Right. Nepal. WOW. I went with four other folk and had a terrific time.
I’ll put the bad stuff out there first. Kathmandu is dusty and dirty. People wear masks to help them breathe. The rest is good. We stayed in the touristy area of town, Thamel, which is made up of narrow cobbled roads that are lined with shops and overhung with cafes. We drank milk tea and ate steamed dumplings called momos. There are twinkly lights everywhere and shop owners asking you where you’re from in a combination of trying to get you to come in and buy something but also out of genuine curiosity. We had a guy selling flutes trail us so persistently that we ran into an outdoor gear shop and ended up buying microfiber towels. Smartest purchase of the trip – thanks, flute guy!
We spent but a measly day in the city. We live in a city. Don’t care how nice yours is, when I’m out of mine, I want to be out of all of them.
Next stop was Pokhara, flying a tiny teco-teco plane with a view to the Mountains, then straight into a car and off to the Annapurna Base camp trail. Lunch at a tiny tea house with our first taste of the food we didn’t realize we’d be eating for the next four days. Also my first taste of Nepali bread with honey – a new favourite. The rest of the trip was just walking.We had Sherpas who carried our packs up the hills and told us when and where to sit, stop, eat. They were chatty fellows, constantly joking around and talking on their phones (which had “whistle” by Flo.Rida as the ringtone).
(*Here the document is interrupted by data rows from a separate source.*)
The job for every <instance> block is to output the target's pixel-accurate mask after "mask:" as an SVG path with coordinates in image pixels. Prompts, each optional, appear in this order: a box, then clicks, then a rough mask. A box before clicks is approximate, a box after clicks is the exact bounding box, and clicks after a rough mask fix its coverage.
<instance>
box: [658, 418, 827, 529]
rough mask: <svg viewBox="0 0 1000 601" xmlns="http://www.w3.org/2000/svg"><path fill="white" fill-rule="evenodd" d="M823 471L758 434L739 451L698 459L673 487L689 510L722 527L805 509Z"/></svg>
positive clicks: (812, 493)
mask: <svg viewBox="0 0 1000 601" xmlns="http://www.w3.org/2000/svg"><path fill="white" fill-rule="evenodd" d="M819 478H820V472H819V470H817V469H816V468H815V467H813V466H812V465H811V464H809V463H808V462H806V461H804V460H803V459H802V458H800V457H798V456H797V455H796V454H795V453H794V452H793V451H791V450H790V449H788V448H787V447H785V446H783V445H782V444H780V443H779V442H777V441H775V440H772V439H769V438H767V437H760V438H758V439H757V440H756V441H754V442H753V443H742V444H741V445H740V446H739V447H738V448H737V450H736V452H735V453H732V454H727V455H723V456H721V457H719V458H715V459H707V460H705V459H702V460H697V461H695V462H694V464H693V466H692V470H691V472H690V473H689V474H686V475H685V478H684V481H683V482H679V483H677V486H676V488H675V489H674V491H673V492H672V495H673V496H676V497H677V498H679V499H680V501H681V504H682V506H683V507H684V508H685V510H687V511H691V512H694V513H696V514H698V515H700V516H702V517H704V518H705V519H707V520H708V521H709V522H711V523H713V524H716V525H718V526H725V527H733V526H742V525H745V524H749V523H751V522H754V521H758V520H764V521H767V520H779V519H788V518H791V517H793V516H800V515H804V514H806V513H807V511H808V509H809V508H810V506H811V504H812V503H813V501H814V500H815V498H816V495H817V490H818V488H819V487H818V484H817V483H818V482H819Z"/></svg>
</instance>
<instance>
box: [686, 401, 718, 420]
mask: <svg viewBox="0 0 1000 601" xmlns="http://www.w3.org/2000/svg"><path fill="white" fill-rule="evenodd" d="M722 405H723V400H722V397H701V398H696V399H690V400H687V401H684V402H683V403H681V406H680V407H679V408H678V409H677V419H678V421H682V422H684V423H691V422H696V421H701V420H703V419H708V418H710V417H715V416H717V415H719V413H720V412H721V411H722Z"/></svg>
I remember the amount of stairs we climbed and how slowly we went, bypassed by children on their daily route to school. The tall trees. The surprising leeches on our shoes. The humidity. The clouds that ‘ruined’ our views. The “big pots” of hot lemon tea. The blissful silence. Blissful, blissful silence. It was so much time to “pause and reflect”, while also being so active, that I still don’t know how many conclusions I reached over those four days. I do know I rearranged the living room multiple times in my head. The weather was warm enough to wear t-shirts during the day, and cool enough in the evenings to enjoy wearing long sleeves and drinking hot tea. Perfect weather.
It was a joy to be out of India. Or at least out of Mumbai. Or Kurla (my neighbourhood). We weren’t stared at quite so much and there was no feeling of hostility toward either our whiteness or our woman-ness.
It’s beautiful there and I want to go back and enjoy more of the hospitality of the people and the ease of life that comes with waking up and walking until you reach your next stopping point. Trekking is great. Trekking in Nepal was a dream I didn’t even know I had.
Teaching. Oh boy. I might leave this alone for a bit. It’s been a very, very long two weeks and I’m very much looking forward to going to the beach this weekend. Suffice it to say, I saw an e-card saying “Want to know what a teachers’ brain is like? Imagine a computer with 1,697 tabs open all. the. time.” and nodded my head in complete agreement. Too many tabs! I’m trying to minimize them, but new ones keep opening!
Just as an announcement: I’m staying in India for another year. I’ll do two years here and then move on to a different location. It will be nice to have some consistency to my life and my career. It will be the first time I’ve been anywhere for longer than 1 year since graduating from college. Edinburgh was the first time I was in a place for a continuous 12 months. It’s slowly improving!
I’m out for the night. This is a poorly and hastily written post brought to you with the intention of posting anything so I feel less guilty. Hopefully the next will be better!